Vallance breathes new life into Rishi Sunak’s ‘Dr Death’ persona

Commentary Opinion

Sir Patrick Vallance has breathed new life into Rishi Sunak’s image as Dr Death at the Covid Inquiry after evidence revealed the prime minister said the government should “just let people die” during the pandemic.

Vallance – the government’s chief scientific advisor (CSA) when Covid hit – also contradicted Sunak’s written evidence to the inquiry in the latest round of explosive testimony from the ongoing Covid inquiry. Aside from validating the perception of callous Conservatives being “the nasty party”, the CSA’s account further undermines Dr Death’s promises, not least that his regime would be one of “integrity, professionalism and accountability at every level”.

Sunak was chancellor during the pandemic and a key voice around the cabinet table as arguments raged about the looming second lockdown in October 2020.

According to Vallance’s contemporaneous diaries – ones he said he wrote as a “brain dump” to protect his mental health and never expected to be made public – ministers clashed and disagreed with advisers about what to do. The shambles showed a “complete lack of leadership”, Vallance wrote in his entry for October 25 2020.

In it, Vallance writes that Dominic Cummings (“DC”) was “rightly” arguing to introduce the inevitable second lockdown “sooner rather than later”. Then PM Boris Johnson was dallying. The entry continues: “Looks like we are in a really tough spot, a complete shambles. I really don’t want to do another national lockdown’.

“PM told that if he wants to go down this route of letting go, ‘you need to tell people – you need to tell them you are going to allow people to die’ […] Conclusion – beef up the tiers – consider a national lockdown – decide by when.

“DC says ‘Rishi thinks just let people die and that’s okay’.

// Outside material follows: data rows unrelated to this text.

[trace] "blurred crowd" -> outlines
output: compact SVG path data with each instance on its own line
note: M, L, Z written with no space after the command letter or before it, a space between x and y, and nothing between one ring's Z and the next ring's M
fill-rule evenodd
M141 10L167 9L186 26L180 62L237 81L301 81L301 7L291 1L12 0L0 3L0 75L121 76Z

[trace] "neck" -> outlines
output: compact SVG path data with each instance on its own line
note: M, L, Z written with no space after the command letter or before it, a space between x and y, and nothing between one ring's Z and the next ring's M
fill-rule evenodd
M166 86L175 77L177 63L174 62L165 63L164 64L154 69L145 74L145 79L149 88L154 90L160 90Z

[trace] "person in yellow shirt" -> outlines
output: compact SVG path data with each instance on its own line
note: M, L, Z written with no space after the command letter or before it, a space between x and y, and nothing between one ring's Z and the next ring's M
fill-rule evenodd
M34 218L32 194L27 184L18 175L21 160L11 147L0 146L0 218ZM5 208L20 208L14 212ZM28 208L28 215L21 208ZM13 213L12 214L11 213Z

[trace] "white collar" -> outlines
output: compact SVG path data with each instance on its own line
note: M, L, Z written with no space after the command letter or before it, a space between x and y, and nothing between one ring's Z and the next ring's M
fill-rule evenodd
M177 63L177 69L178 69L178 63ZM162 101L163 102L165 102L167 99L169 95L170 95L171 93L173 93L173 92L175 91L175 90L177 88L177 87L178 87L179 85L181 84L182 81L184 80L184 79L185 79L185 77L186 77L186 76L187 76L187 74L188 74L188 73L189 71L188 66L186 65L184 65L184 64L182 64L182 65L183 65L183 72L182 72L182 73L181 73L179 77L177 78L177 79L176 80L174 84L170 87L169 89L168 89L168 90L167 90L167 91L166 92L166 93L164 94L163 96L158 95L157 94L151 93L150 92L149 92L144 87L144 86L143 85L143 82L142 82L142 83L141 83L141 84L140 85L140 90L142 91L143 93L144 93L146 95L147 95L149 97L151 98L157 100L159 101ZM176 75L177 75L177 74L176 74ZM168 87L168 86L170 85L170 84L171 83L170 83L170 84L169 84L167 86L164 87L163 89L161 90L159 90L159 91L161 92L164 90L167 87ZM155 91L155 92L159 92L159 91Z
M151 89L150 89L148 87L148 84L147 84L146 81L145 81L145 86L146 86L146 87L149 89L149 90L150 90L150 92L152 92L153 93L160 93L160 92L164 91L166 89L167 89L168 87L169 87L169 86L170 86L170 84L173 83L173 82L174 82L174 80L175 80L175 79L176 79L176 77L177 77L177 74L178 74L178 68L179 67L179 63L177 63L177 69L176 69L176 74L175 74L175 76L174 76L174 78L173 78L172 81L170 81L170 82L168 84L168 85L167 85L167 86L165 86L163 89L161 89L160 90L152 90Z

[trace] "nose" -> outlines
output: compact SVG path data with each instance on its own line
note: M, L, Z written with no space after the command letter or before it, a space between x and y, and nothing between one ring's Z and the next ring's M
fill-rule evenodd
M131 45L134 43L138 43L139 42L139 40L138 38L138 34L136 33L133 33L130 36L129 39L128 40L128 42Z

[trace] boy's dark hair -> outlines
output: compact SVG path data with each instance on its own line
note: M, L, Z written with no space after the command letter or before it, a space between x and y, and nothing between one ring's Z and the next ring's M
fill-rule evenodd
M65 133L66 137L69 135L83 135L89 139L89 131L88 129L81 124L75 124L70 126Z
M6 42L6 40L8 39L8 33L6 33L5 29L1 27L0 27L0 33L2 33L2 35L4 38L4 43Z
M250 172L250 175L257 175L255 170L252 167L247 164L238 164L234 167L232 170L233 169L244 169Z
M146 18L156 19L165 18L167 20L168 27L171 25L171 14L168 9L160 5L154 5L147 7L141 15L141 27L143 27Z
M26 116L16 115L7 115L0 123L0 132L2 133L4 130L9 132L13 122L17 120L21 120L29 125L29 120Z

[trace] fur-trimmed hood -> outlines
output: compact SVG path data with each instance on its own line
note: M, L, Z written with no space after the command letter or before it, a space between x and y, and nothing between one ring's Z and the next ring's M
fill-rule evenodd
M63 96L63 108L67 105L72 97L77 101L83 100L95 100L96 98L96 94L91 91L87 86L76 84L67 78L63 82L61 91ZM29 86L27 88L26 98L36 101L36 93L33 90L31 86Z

“This all feels like a complete lack of leadership.”

It was another 11 days before the second lockdown was introduced.

The devastating critique was compounded soon after as Vallance told the inquiry he, as the chief scientific adviser, was not told about Sunak’s signature “Eat Out To Help Out” scheme before it was announced.

He said the scheme “is highly likely to have” increased Covid infections. “I think it would have been very obvious to anyone that this inevitably would cause an increase in transmission risk, and I think that would have been known by ministers,” said Vallance.

Not only does the testimony make a nonsense of the government’s claim it was “following the science” throughout the pandemic, it does similar to Sunak’s relationship with the truth.

In his written evidence to the inquiry, Sunak explicitly denies ministers were warned against “Eat Out To Help Out”. The now PM writes: “I do not. recall any concerns about the scheme being expressed during ministerial discussions, including those attended bye the CMO [chief medical officer Chris Whitty] and the CSA [chief scientific adviser Vallance”.

Eat Put To Help Out may have helped the balance sheet of restaurants (temporarily) but it didn’t help the NHS, schools, or the vulnerable who ended up paying with their lives. The only apparent cost to Sunak, the architect of the policy, has been some tarnishing of his carefully – and expensively – curated brand. Ironically, it was Prof Dame Angela McLean – former top government scientist and now Vallance’s successor as CSA – who coined the PM’s Dr Death moniker in a Whatsapp message to a colleague when she learned about Eat Out To Help Out in media reports.

Responding to Vallance’s testimony was Green party MP Caroline Lucas, speaking for many about what she described as “Sunak’s grossly irresponsible Eat Out to help Out scheme”. Posting on social media, Lucas added: “He is to blame for the damage caused. He needs to be held accountable.”

But he won’t be by the Covid inquiry given it lacks any authority beyond investigating what went on during the pandemic. Parliament itself has long shown a reluctance to deal with miscreants and misleaders, especially from those at the top of the greasy pole so it will be down to the electorate to determine at the next general election.

It will likely be January 2025 when they get to do so meaning Brand Rishi still has plenty of time to cast off the Dr Death cloak, dispense fully of the Hi Risk Anus anagram and trust in time and favourable media coverage to complete a revamp and (yet unlikely) revival of Tory fortunes.